Personal information
- Born: Paula Lynn Parrocho Obañana March 19, 1985 (age 41) Dumaguete, Philippines
- Height: 1.61 m (5 ft 3 in)
- Weight: 58 kg (128 lb)

Sport
- Country: United States
- Sport: Badminton
- Handedness: Right
- Coached by: Alistair Casey Johanna Lee

Women's & mixed doubles
- Highest ranking: 17 (WD 2 April 2015) 63 (XD 30 July 2019)
- BWF profile

Medal record
Women's badminton
Representing United States
Pan American Games
| Gold medal – first place | 2015 Toronto | Women's doubles |
| Bronze medal – third place | 2011 Guadalajara | Women's doubles |
| Bronze medal – third place | 2011 Guadalajara | Mixed doubles |
| Bronze medal – third place | 2019 Lima | Mixed doubles |
Pan Am Championships
| Gold medal – first place | 2013 Santo Domingo | Women's doubles |
| Gold medal – first place | 2014 Markham | Women's doubles |
| Silver medal – second place | 2013 Santo Domingo | Mixed team |
| Silver medal – second place | 2014 Markham | Mixed team |

= Paula Lynn Cao Hok =

Filipino-American badminton player

Paula Lynn Cao Hok (née Obañana; born March 19, 1985) is a Filipino-born badminton player who competes internationally for the United States.

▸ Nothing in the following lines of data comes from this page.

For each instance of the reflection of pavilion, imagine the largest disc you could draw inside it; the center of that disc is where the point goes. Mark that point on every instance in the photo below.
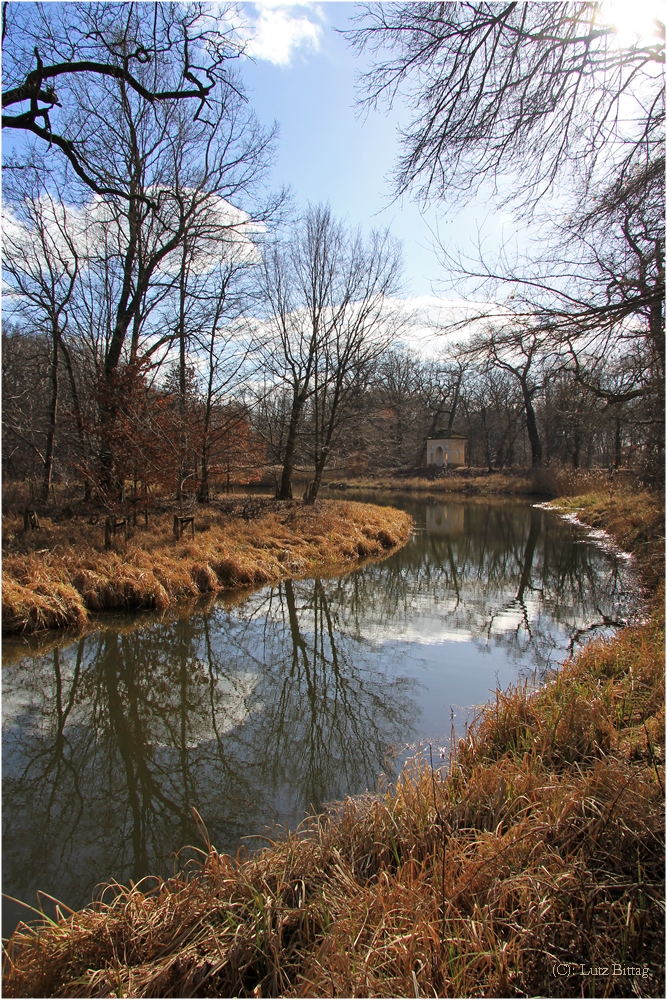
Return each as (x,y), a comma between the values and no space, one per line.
(446,518)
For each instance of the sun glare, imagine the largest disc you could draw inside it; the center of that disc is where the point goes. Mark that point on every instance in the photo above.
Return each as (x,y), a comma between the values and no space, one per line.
(635,21)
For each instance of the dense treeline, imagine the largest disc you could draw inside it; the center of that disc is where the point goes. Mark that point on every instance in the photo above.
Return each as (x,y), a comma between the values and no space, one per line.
(168,325)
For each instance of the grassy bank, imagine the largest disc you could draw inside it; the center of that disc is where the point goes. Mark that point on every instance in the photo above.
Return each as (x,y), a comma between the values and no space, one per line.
(544,482)
(534,857)
(56,576)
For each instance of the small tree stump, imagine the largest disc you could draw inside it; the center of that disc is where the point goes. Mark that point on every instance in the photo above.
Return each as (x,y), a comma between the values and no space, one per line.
(180,523)
(30,519)
(111,528)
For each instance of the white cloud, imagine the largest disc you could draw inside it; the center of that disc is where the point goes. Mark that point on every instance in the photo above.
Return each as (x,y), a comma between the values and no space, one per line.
(281,29)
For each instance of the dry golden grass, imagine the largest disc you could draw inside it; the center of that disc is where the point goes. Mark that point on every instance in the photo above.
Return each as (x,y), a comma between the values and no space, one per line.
(536,855)
(636,519)
(55,576)
(545,482)
(542,844)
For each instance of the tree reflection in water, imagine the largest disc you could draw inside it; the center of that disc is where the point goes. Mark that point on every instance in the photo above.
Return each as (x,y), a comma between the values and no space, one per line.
(254,713)
(253,719)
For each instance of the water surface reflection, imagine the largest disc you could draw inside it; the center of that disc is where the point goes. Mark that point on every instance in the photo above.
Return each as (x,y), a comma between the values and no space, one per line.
(254,712)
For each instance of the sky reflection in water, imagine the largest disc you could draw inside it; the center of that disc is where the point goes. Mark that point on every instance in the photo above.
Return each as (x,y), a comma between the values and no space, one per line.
(253,712)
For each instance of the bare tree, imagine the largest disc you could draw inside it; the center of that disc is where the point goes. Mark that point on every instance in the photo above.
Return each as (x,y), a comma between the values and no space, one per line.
(54,53)
(520,90)
(519,350)
(41,264)
(326,292)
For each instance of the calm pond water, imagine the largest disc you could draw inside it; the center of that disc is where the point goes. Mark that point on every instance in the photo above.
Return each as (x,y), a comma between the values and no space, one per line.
(253,711)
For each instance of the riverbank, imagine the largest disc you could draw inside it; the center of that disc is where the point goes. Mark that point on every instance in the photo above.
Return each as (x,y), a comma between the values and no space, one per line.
(60,574)
(533,863)
(548,482)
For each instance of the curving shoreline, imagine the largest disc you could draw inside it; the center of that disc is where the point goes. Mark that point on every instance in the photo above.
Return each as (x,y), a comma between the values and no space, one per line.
(57,576)
(542,845)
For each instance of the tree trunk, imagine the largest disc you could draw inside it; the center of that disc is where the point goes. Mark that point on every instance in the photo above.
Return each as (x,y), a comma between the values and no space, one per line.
(53,414)
(285,491)
(531,427)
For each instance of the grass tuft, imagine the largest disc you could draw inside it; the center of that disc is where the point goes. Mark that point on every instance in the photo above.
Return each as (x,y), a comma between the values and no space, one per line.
(54,577)
(539,848)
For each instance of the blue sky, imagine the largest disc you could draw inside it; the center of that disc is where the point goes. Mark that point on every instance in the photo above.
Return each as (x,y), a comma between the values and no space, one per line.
(302,75)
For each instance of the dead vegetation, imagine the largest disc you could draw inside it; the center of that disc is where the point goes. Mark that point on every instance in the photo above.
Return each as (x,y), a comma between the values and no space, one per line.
(535,856)
(542,482)
(55,576)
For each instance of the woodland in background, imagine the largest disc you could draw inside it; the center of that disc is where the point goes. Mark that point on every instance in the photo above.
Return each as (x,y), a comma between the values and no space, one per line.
(169,325)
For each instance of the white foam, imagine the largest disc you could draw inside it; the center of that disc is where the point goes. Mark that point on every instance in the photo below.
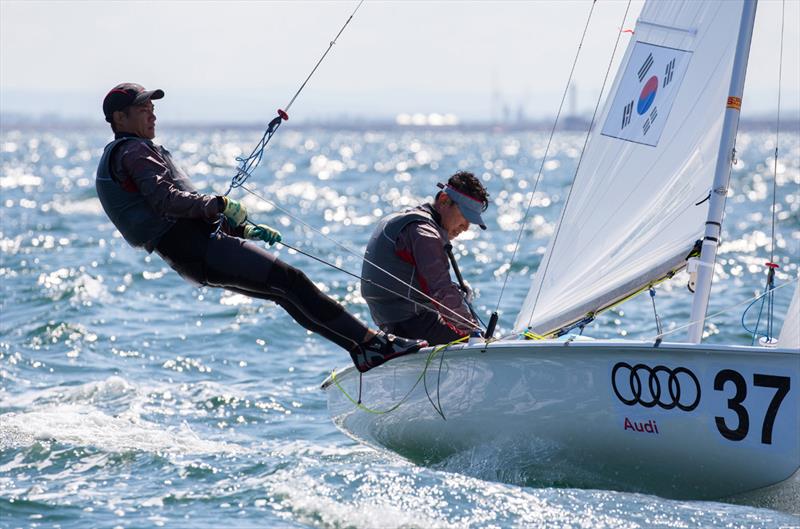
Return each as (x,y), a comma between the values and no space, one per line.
(83,425)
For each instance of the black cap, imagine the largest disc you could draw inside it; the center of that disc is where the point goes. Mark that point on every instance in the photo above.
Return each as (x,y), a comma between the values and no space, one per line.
(125,95)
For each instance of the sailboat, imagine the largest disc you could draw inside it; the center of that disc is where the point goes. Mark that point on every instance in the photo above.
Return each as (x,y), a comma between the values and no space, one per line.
(681,419)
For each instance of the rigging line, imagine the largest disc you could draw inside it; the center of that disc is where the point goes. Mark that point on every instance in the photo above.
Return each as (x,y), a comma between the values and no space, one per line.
(249,164)
(453,316)
(428,360)
(544,158)
(729,309)
(777,137)
(323,56)
(580,159)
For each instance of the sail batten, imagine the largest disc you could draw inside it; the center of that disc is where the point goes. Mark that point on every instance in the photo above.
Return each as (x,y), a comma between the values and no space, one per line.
(633,215)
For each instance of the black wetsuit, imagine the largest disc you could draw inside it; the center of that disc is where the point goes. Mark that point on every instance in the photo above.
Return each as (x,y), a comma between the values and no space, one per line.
(153,204)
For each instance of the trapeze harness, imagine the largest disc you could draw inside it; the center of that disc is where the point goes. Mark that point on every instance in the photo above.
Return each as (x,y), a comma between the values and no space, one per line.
(224,260)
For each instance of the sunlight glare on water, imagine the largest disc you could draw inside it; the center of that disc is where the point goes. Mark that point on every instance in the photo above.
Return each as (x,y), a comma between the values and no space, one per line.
(130,398)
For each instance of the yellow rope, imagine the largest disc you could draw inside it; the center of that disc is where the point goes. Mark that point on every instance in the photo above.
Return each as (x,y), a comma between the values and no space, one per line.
(436,350)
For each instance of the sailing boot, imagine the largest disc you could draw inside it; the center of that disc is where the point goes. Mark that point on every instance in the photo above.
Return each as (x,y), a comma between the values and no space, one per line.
(382,348)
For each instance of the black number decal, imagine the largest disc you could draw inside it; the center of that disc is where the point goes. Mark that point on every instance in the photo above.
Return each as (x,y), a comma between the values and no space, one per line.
(782,385)
(735,404)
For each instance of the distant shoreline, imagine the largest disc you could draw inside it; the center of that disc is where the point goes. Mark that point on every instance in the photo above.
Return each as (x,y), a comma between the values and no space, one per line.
(569,124)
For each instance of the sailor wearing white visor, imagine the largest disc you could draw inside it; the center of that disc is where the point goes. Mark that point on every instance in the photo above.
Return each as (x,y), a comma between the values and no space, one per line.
(412,246)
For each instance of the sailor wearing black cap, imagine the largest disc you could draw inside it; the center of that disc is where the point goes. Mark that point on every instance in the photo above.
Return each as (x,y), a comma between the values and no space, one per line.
(154,206)
(406,274)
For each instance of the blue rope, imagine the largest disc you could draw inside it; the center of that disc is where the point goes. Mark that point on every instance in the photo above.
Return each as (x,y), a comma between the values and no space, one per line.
(766,298)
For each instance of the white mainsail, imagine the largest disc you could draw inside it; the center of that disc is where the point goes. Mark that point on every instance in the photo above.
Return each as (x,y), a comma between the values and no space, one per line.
(633,216)
(790,332)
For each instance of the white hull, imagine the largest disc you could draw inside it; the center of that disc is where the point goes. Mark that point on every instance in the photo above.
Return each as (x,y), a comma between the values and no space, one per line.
(551,413)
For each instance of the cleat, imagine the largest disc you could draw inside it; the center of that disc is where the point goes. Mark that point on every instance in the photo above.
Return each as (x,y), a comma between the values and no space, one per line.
(382,348)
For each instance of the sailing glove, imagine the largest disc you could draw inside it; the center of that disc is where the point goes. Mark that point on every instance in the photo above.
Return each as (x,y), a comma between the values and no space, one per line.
(234,212)
(262,232)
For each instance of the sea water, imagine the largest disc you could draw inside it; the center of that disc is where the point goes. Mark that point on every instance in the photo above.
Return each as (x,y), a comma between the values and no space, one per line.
(129,398)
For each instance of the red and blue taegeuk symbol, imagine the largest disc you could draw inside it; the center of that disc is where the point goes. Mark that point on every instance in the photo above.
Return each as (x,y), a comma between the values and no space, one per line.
(648,95)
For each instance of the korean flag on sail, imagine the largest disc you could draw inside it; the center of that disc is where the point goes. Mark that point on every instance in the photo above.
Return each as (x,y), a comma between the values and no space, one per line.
(646,93)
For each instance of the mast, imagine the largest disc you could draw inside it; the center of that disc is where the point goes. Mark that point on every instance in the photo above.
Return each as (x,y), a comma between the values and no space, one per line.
(716,208)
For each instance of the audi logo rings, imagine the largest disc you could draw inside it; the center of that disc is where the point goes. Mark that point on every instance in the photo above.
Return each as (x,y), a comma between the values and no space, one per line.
(681,385)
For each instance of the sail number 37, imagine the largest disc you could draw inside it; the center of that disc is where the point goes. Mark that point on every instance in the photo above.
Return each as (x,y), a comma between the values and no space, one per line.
(728,377)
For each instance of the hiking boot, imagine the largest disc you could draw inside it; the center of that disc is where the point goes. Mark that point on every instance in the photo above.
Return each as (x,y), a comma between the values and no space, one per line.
(382,348)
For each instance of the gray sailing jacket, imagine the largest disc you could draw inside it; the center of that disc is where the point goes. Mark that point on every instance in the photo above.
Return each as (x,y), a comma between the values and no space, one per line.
(393,247)
(142,191)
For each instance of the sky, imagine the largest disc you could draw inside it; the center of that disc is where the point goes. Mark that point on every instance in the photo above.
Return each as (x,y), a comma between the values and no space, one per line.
(239,61)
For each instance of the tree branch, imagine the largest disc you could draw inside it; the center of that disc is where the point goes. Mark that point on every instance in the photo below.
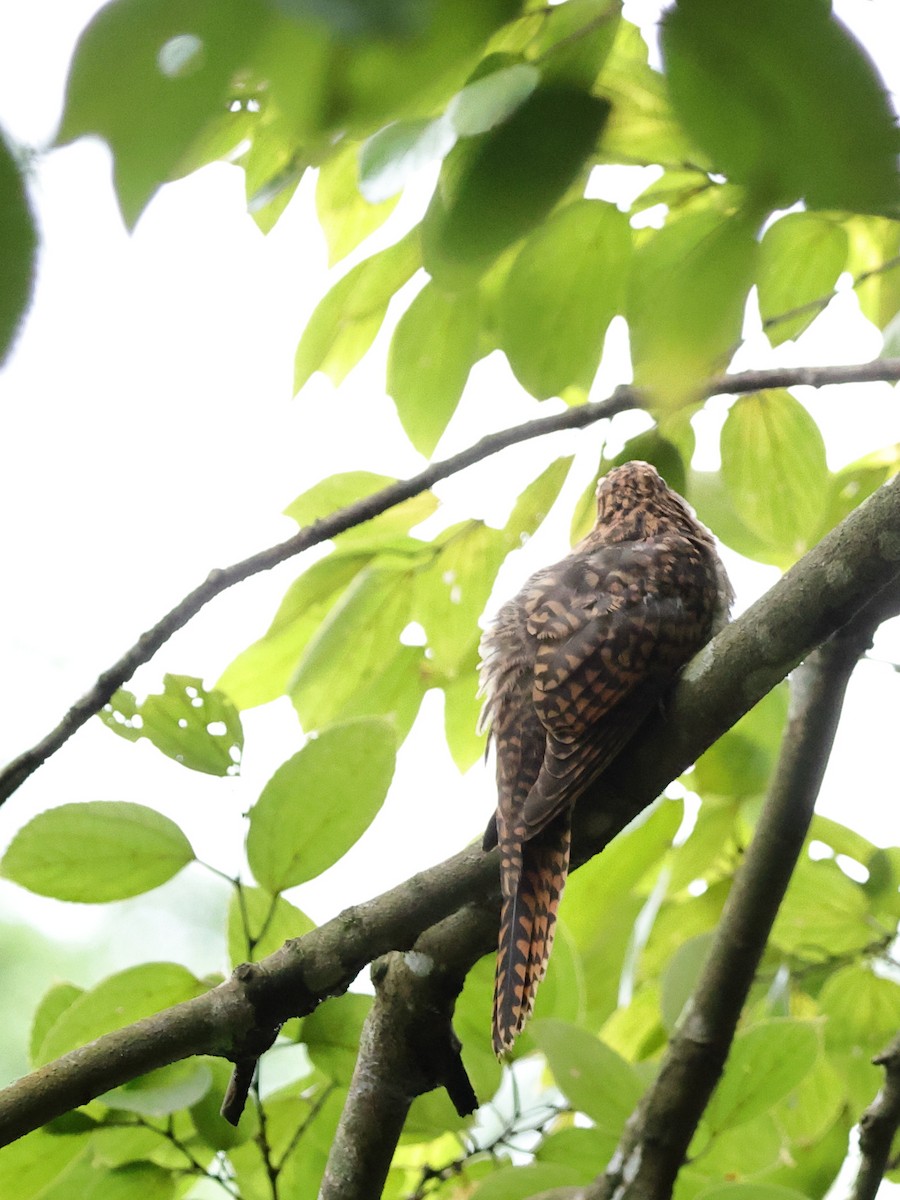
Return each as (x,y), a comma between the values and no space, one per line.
(819,595)
(655,1140)
(877,1127)
(217,581)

In 2015, she won the women's doubles gold medals at the Pan American Games in Toronto, Canada partnered with Eva Lee. In 2016, she competed at the Summer Olympics in Rio de Janeiro, Brazil.

== Personal life ==
Paula Lynn Obañana was born in Dumaguete, Philippines and started training at the age of 10 during her elementary years at the Silliman University Elementary School. She joined the high school badminton Varsity Team at Silliman University and was subsequently awarded "Athlete of the Year", "Most Outstanding Athlete of the Year", and "Most Valuable Player". After graduating from high school she was recruited on a scholarship to De La Salle University in Manila where she obtained her bachelor's degree.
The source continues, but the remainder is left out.